Organic matter amendments to soil, in the form of preceding crop residues, cover crop residues, or direct organic matter applications, have been shown to affect levels of root and foliar diseases in several crops. Suppression of soilborne plant pathogens has been observed following additions of certain types of organic matter to soils. In some cases the mechanism of suppression in these systems has been found to be associated with increased microbial activity resulting from the influx of carbon and nitrogen supplied by the incorporated organic matter. Specific cropping systems have been shown to alter the associated soil microbial communities, and in some cases the population levels of known biological control agents have been enhanced. Foliar disease levels have been shown to be affected by applications of soil orgniac matter, even for diseases caused by pathogens that do not have a soilborne phase in their disease cycles. Possible mechanisms suggested for this type of disease suppression include changes in plant's nutrient status and the phenomenon known as systemic acquired resistance or induced systemic resistance.
Based on this information, it seemed likely that differences in the disease suppressiveness of plots in the organic transition study would vary as a result of the cropping system and organic amendment treatments. We evaluated the diseases suppressiveness of the soil to soybean root diseases in greenhouse bioassays on soil samples taken over the course of the study, and we monitored disease development on the crops in the plots to evaluate the impact of the treatments on disease development in the field. In 2007, natural-occurring diseases, bacterial pustule and wild fire, were evaluated by percentage of leaf area infected in mid-August. These bacterial diseases were confirmed using the ooze-test and isolated on nutrient agar.

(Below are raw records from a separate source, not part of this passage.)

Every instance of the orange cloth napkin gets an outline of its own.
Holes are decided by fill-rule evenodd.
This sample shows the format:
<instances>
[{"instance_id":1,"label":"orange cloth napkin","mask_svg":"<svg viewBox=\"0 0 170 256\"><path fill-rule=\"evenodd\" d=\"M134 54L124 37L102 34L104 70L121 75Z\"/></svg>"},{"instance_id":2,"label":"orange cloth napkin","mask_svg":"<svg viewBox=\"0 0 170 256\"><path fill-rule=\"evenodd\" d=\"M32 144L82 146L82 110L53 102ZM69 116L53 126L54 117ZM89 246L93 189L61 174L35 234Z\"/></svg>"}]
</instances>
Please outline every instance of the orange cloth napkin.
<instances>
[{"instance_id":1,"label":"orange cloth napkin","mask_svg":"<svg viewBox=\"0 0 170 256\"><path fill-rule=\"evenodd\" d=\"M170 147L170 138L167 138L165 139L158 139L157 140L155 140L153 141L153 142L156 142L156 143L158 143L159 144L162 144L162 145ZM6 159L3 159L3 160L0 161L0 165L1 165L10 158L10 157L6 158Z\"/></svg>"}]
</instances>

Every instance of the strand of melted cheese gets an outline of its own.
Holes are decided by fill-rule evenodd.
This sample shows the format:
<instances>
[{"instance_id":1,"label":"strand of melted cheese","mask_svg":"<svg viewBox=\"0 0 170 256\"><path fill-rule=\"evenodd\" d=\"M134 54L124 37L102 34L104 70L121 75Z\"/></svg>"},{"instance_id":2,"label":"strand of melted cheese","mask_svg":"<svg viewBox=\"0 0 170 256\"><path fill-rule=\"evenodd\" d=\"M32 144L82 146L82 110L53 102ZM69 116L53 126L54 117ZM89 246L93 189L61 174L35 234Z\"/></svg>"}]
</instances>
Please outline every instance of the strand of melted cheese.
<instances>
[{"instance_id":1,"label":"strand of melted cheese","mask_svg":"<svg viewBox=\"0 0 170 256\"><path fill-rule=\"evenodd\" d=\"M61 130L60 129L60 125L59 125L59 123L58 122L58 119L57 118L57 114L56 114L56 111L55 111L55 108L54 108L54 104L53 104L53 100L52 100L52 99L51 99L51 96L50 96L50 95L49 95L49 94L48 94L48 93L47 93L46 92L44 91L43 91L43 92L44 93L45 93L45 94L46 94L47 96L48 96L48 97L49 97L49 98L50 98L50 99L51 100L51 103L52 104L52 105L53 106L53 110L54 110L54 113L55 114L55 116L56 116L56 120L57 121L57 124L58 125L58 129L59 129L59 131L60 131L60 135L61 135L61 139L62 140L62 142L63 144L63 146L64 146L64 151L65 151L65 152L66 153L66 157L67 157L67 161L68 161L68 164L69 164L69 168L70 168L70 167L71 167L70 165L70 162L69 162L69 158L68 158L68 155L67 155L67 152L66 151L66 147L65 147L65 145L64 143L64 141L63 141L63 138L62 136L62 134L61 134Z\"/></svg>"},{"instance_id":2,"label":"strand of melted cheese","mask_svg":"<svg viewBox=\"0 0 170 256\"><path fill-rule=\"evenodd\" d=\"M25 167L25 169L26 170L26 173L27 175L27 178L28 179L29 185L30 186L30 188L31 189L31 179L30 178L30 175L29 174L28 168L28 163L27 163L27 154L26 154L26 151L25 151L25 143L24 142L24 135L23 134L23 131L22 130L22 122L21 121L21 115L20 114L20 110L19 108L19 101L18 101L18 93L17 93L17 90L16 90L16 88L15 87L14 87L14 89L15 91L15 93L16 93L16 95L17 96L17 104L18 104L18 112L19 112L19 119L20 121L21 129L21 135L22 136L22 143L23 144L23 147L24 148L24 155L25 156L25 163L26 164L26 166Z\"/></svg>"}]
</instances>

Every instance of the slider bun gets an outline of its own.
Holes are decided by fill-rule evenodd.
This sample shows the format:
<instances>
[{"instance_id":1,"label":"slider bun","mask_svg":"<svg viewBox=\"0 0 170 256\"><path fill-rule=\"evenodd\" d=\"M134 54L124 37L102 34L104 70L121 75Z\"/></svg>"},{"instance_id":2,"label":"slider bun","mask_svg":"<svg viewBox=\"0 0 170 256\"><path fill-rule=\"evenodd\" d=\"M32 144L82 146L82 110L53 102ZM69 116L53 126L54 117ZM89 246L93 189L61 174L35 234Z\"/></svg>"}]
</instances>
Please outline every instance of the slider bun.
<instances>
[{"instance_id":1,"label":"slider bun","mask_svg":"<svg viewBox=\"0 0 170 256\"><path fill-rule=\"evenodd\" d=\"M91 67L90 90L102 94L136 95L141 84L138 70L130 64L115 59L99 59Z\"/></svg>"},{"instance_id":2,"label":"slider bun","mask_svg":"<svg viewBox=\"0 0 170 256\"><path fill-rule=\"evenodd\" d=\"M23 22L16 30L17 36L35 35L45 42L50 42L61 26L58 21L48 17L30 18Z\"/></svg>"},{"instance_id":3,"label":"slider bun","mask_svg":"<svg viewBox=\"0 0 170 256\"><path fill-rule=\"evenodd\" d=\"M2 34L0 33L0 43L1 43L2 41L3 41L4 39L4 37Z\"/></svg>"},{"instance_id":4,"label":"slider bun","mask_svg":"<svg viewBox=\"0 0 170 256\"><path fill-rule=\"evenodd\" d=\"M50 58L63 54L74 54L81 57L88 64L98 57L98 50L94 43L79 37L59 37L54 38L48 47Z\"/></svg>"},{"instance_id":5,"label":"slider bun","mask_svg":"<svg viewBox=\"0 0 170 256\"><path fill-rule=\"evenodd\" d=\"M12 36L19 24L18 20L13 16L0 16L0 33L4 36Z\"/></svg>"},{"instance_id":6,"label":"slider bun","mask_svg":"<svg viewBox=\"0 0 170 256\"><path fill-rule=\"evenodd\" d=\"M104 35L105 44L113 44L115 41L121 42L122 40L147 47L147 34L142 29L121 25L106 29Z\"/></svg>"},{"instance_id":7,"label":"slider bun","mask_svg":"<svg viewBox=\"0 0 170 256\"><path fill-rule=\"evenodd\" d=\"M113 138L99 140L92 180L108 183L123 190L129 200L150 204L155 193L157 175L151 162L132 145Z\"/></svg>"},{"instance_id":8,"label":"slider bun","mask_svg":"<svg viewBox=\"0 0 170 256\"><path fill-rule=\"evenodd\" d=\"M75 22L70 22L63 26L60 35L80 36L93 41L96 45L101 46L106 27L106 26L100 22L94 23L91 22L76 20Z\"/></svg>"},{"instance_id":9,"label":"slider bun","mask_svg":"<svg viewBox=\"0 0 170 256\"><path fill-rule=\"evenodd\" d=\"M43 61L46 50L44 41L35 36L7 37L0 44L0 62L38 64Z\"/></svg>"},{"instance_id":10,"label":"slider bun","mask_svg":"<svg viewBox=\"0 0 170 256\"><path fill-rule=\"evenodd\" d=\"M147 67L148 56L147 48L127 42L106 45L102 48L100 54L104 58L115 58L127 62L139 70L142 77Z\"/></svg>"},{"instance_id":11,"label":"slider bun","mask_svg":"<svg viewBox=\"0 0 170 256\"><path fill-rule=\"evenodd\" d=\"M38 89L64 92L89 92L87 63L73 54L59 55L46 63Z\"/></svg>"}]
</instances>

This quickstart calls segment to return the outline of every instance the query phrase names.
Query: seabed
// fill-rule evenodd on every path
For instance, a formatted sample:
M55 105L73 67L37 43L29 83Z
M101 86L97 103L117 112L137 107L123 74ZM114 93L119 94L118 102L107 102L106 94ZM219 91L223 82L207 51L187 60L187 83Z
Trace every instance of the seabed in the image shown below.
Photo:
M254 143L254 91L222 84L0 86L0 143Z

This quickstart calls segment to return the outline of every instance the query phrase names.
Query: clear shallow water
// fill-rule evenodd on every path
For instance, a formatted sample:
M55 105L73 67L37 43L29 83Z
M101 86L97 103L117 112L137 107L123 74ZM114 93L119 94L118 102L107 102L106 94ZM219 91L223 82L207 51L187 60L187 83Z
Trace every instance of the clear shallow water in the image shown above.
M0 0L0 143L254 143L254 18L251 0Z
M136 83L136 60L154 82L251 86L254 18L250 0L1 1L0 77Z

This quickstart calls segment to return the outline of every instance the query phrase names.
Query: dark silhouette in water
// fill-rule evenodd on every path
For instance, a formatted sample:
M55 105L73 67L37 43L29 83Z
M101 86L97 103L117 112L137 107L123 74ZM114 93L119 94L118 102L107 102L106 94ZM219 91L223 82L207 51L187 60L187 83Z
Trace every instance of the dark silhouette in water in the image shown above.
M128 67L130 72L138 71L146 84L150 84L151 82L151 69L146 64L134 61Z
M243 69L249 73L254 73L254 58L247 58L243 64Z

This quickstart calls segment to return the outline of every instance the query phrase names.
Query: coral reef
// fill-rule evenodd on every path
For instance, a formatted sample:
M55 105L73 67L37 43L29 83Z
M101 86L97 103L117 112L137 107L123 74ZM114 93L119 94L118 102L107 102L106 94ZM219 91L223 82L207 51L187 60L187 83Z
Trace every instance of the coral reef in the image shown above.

Soil samples were taken and assayed in the greenhouse with infestation of R. solani and F. solani on soybean.
Pseudomonas population was quantified with non-culturing method, real-time polymerase chain reaction (PCR). The working hypothesis is field treatments had an effect on Pseudomonas population and disease suppression.
In the greenhouse bioassays, a general increase in disease suppressiveness was observed in the soils from all plots over the course of the study (2004 to 2006) for both Rhizoctonia root rot and sudden death syndrome of soybeans. However, no differences in soilborne disease suppression were detected as a result of the cropping system or amendment treatments. Differences in foliar/fruit disease levels resulting from the treatments were observed for some diseases on some crops in the field plots.
In the beginning of the transition (year 2003), no differences were seen in levels of diseases seen on tomatoes, soybeans, or pasture plants.
In 2004, levels of leaf rust on pasture grass were higher in plots receiving manure amendments, but no differences were seen in levels of wheat, cabbage, or broccoli diseases.
In 2005, higher levels on common rust were seen on corn in manure amended plots, and lower levels of powdery mildew were seen on squash plants in compost amended plots.
In 2006, the first assay year, Septoria leaf spot of tomatoes was found to be affected by both previous crop and amendment treatments, with lowest levels in the pasture plots and highest in the cash grain plots, and lower levels in the compost and manure amended plots than the non-amended plots. Incidence levels of bacterial spot of peppers were also highest in the cash grain plots and lowest in the vegetable plots.
Impacts and Contributions/Outcomes
1. Disease suppressiveness of the soils did increase over time in all treatments.
2. Level of suppression of soilborne pathogen not affected by crop system or amendments.
3. Levels of some diseases (rust) higher in manure amended plots, while others (Septoria leaf spot, anthracnose, and powdery mildew) were lower in organic amended plots.
4. Levels of effect of cropping system varied with disease, generally low in pasture and high in cash grain plots.